N. S. che santifica nella verità, i suoi adunati nel suo nome, nella preghiera, li santifica pure nell'attività poiché « … lo Spirito di Gesù Cristo che deve animare le nostre azioni, spirito di vita, fa sì ch'esse non siano in noi azioni morte, … ma secondo il nostro stato e professione … » ( Méth. pag. 12 ).
Qualcuno ha voluto sintetizzare tutta la spiritualità lasalliana, intorno alla pregnante espressione « d'esprit de martyre » ( cfr. Riv. Las., voi. XXIII, p. 60 ss. ).
Più semplicemente, e senza l'aureola del martirio: « Noi, che siamo nati nel peccato e che nel peccato siamo vissuti, dobbiamo renderci conformi a Gesù Cristo, nostra vittima e soffrire con Lui se vogliamo … distruggere in noi il peccato » ( Med. CLII,1 ).

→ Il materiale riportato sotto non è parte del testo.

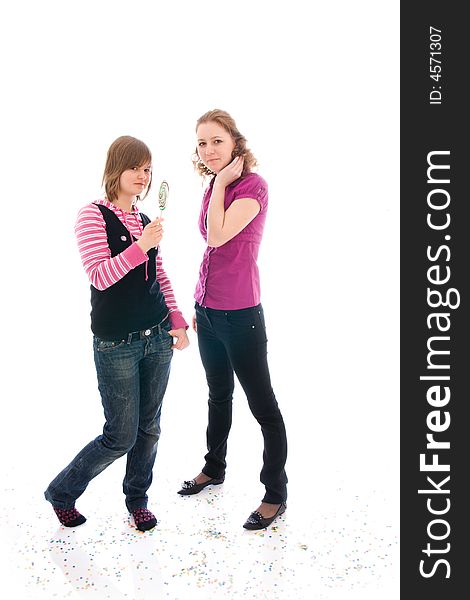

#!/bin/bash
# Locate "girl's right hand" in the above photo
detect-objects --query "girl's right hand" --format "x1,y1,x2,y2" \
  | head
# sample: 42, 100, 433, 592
136, 219, 163, 253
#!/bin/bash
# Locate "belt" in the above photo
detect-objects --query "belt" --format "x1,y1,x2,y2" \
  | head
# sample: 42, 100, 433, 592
126, 313, 170, 344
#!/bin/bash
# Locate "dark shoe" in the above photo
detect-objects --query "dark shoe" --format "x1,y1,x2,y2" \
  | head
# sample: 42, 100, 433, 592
178, 477, 225, 496
243, 502, 287, 530
52, 506, 86, 527
131, 508, 157, 531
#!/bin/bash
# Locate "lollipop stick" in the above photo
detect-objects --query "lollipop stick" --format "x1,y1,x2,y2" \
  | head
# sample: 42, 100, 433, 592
158, 180, 170, 219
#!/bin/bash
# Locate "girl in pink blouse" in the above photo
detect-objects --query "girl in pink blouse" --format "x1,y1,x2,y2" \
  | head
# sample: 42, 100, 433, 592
178, 109, 287, 529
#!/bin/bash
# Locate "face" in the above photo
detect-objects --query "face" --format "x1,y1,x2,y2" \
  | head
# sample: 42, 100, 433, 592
119, 163, 152, 197
196, 121, 235, 173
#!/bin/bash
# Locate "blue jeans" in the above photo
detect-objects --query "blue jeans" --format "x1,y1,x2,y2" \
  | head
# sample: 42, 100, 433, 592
44, 324, 173, 511
196, 304, 287, 504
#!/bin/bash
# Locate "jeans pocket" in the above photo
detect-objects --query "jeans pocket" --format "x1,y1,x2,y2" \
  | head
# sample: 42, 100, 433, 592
93, 337, 126, 352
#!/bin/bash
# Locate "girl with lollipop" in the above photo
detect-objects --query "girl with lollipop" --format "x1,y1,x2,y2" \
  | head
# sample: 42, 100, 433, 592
45, 136, 189, 531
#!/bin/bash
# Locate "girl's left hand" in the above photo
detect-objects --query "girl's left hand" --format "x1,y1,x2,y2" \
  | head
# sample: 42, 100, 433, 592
214, 156, 244, 187
168, 327, 189, 350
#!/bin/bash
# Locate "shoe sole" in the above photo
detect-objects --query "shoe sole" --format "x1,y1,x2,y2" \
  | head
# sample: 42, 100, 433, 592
178, 479, 224, 496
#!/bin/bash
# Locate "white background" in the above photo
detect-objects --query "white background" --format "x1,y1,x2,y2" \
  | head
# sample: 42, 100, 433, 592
0, 0, 399, 596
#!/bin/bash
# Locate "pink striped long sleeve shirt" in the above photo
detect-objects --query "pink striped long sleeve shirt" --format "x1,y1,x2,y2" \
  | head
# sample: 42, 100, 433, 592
75, 199, 188, 329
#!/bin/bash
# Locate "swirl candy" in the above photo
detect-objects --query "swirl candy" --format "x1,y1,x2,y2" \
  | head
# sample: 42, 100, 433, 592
158, 181, 170, 215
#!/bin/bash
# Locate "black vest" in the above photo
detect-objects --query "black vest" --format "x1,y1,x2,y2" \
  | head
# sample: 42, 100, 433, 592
91, 204, 168, 340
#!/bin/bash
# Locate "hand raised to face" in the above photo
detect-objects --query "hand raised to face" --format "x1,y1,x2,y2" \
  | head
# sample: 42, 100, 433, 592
214, 156, 244, 187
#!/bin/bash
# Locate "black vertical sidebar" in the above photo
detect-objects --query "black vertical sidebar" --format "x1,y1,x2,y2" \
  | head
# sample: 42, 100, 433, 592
400, 0, 470, 600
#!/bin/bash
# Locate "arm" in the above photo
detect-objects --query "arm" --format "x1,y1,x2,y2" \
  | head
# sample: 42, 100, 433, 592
207, 157, 260, 248
75, 204, 147, 291
157, 254, 189, 350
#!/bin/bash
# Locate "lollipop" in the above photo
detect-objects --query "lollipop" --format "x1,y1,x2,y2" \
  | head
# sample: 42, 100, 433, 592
158, 181, 170, 218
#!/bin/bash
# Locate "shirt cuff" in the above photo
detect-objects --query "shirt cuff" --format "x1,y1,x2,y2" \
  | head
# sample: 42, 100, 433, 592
170, 310, 189, 329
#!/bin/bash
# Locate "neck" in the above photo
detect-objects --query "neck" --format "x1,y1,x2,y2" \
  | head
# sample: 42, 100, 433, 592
113, 194, 137, 212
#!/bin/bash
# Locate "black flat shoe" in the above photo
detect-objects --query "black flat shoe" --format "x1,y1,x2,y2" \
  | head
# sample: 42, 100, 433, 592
243, 502, 287, 530
178, 478, 224, 496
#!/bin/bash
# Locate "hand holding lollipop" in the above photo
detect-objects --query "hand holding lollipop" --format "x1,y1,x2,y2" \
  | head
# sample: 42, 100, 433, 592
158, 180, 170, 219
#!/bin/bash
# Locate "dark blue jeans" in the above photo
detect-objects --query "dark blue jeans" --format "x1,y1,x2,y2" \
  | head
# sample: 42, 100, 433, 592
196, 304, 287, 504
44, 324, 173, 511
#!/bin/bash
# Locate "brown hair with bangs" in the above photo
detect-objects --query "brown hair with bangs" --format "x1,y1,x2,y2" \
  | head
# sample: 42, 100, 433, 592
102, 135, 152, 202
191, 108, 258, 177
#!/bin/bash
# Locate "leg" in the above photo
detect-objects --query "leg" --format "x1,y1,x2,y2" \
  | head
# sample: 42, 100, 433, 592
196, 309, 234, 479
45, 338, 142, 509
123, 329, 173, 512
226, 306, 287, 508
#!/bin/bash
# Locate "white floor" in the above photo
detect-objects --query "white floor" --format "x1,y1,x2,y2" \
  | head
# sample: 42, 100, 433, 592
0, 338, 399, 600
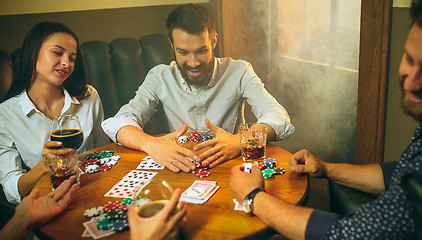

D'altra parte, le cose non sono nulla « qu'autant quelles sont pénétrées de Dieu », attendono dall'uomo la loro riconsacrazione e il loro riscatto, che le riporti « selon ce qu'elles sont en Dieu »: l'umiliazione, la confusione, la contrizione di tutto ciò che « perdiamo », di quello non solo ch'è perduto per noi, ma che ancora perdiamo per gli altri, è altra spinta ad imprimere quel solo segno di salvezza che ci resta, il nostro dolore, la nostra fatica, il nostro zelo su di esse, ad aprirle a Dio, attraverso la via della Croce, perché « siano », compiano cioè la funzione della redenzione dell'uomo, redenzione che solo il Cristo compie « autant que Dieu réside en elles » ( Méth., p . 14 ) donde scaturiscono le dottrine ascetico-mistiche della liberazione spirituale, così ricche e feconde, del lasallianesimo.
Ma il primo suo aspetto è quello della Croce saldamente piantata sul Golgota.
Sulla terra, cioè. Sulla quale ancora scorre il sangue. Calpestato o amato.
Salvezza, comunque, nel dolore e nella crocifissione.
Ultima nota, ma che potrà, crediamo, assumersi a riprova caratteristica, dell'aspetto saliente d'una spiritualità: la prima creatura « spirituale » generatasi dal gran tronco lasalliano, fu l'Istituto Secolare del Santissimo Crocifisso, dovuto al Fratel Teodoreto ( 1871-1954 ) in quella Torino, da cui il vescovo spagnolo Claudio, nell'ottavo secolo, aveva ordinato la distruzione di tutte le croci ed ironizzato sul loro culto, al cui Apologeticum atque rescriptum … ( P. L., vol. CIV, coli. 615-928 ), s'appellavano calvinisti dell'epoca lasalliana e per essi quel Claude Jean ( 1619-1687 ), famoso per le sue controversie con Bossuet e con Nicok.